1. For each $\vec{u},\vec{v}\in W$, $\vec{u}+\vec{v}\in W$.

2. For all $c\in\mathbb{R}$ and $\vec{u}\in W$, $c\vec{u}\in W$.

3. The vector space contains the zero vector.

Muzza
No, consider for example W = R^2 with the usual addition operator, but we define c * (x, y) = (x^2, y). It fails distributivity.

Science Advisor
Homework Helper
First, I have a problem with the wording. It's not the axioms that "fail", its the set of matrices! Yes, you could say "which axioms fail to be true for this set of matrices" but I would prefer "which axioms does this set of matices fail to satisfy".

In any case- do the obvious. Write down all of the axioms for a vectors space, try each of you generic matrices in each and see which are true and which aren't.

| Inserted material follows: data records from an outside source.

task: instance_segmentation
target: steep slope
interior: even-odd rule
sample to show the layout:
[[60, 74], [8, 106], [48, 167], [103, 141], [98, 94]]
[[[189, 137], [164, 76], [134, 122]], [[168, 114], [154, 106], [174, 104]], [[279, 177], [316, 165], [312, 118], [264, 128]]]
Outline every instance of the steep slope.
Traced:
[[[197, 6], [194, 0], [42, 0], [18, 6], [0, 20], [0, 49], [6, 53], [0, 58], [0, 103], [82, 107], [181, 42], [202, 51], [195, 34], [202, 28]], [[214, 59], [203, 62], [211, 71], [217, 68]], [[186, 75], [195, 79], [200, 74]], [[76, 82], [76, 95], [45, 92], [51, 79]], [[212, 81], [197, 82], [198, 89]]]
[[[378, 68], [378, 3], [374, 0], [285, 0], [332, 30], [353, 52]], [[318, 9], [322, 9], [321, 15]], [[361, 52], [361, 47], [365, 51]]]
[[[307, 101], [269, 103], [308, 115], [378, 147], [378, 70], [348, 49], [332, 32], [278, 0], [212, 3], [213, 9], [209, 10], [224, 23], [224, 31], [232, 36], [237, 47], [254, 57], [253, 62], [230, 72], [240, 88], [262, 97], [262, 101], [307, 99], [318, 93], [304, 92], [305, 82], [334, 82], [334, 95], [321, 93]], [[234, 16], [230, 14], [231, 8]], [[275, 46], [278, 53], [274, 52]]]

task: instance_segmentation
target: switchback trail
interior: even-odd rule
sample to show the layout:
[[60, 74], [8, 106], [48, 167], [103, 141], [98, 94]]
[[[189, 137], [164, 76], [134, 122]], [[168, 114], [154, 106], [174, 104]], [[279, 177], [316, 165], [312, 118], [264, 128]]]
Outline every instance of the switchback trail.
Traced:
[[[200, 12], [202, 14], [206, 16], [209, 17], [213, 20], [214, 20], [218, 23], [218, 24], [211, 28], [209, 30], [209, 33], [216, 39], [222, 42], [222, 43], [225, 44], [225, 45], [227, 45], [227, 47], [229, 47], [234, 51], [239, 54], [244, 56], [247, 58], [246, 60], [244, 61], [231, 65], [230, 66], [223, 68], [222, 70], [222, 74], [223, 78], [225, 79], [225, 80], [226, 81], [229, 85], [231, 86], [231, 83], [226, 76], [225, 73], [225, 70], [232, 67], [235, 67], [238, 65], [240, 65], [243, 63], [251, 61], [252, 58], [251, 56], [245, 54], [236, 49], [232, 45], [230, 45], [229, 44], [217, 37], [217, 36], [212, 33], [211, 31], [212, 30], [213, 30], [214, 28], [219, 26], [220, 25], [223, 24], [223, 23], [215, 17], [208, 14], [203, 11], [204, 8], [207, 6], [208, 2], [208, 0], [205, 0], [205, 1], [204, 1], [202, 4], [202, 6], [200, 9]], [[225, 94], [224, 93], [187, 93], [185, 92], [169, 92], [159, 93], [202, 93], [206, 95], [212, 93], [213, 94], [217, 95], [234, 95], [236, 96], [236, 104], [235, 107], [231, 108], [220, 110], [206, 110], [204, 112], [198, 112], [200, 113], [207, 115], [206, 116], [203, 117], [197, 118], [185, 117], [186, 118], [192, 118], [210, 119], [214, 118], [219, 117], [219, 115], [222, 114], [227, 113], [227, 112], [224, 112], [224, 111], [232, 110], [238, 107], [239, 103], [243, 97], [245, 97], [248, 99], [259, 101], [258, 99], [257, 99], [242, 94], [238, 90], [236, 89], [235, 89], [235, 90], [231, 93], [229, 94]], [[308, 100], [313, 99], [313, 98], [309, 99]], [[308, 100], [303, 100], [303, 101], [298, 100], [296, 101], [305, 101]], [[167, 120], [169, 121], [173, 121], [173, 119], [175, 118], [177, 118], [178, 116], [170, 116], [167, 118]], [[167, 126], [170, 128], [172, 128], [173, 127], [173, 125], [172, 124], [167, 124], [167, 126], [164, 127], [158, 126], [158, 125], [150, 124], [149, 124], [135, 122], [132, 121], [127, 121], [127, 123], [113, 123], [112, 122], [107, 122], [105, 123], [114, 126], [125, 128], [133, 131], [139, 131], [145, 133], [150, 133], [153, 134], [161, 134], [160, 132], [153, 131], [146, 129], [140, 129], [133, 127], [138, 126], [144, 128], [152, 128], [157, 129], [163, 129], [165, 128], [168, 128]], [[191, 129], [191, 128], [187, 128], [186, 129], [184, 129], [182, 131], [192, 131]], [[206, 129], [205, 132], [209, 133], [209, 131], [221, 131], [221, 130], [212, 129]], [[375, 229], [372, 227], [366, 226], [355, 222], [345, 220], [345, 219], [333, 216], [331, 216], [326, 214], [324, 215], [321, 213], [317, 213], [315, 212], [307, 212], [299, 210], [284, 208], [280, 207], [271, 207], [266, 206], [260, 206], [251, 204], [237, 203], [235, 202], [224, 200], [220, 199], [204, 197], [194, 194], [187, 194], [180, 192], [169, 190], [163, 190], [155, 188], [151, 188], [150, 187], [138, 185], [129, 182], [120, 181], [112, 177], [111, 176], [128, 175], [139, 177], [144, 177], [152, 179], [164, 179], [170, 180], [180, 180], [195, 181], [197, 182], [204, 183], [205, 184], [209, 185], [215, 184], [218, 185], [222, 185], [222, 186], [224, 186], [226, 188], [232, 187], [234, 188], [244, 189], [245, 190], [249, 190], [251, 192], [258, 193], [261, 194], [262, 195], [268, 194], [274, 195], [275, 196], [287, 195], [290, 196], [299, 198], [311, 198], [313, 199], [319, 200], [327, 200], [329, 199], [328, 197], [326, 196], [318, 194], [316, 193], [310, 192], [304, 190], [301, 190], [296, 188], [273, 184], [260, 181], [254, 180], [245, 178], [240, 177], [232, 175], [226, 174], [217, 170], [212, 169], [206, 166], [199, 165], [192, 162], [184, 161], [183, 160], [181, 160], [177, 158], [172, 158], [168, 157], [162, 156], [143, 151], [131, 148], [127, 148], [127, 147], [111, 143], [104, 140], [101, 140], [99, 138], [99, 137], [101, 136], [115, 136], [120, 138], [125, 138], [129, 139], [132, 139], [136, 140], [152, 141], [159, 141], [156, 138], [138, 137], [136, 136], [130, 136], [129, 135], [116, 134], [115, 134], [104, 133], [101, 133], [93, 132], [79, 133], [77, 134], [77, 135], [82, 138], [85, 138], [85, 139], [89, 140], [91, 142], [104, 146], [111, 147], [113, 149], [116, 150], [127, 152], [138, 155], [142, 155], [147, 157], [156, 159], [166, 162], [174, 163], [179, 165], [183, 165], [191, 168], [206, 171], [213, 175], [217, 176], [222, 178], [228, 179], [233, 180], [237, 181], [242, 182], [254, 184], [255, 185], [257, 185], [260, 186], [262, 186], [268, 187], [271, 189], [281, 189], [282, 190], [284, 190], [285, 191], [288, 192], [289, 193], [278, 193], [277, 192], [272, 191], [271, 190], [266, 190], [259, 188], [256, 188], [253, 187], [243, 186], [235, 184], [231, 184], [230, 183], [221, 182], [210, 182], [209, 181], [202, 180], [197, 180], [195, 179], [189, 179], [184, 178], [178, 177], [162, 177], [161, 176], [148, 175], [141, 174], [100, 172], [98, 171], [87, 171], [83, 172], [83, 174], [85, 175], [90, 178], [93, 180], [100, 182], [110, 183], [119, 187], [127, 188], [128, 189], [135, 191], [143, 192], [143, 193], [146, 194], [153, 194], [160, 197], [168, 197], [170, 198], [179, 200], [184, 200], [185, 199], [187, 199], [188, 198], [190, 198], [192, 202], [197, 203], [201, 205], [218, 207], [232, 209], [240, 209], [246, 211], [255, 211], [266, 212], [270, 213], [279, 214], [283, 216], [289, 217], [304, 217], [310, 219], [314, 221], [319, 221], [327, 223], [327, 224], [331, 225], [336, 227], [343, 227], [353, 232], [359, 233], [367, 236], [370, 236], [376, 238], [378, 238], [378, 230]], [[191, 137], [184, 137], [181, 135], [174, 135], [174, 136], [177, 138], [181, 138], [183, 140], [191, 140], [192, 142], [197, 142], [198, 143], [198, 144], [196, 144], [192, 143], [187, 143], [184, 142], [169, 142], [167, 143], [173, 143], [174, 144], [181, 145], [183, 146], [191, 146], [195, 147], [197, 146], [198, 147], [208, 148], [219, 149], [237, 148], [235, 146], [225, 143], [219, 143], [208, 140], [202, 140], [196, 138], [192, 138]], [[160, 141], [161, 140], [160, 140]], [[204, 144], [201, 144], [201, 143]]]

For example, one axiom is "closure" of addition. If you add two matrices of the first kind given:
$$\left(\begin{array}{cc}a&1\\1&b\end{array}\right) + \left(\begin{array}{cc}c&1\\1&d\end{array}\right)$$
Is that still of the same form?

gaborfk
No it is not. It is in the form of

$$\left(\begin{array}{cc}x&2\\2&y\end{array}\right)$$

So that means it is open for addition and scalar multiplication...

However, how would I go about checking if there is a zero vector?

Thank you

amcavoy
Well, what happens when you plug in x=0, y=0? The constants remain, so what does that tell you?

Science Advisor
Homework Helper
If U is a subspace of vector space V, then U "inherits" its operations from V- adding an multiplying are the same in both so the additive and multiplicative identities ('0' and '1') must be the same. All you need to do to check if U has a additive identity is to check if the 0 matrix is in it.
By they way, in order to be a vector space, a set of vectors must satisfy ALL the axioms. Once you have show that the space is not closed under addition or multiplication (I would not say "open" under the operations!) it is not necessary to check the other axioms. Even if they were true, the set could not be a subspace.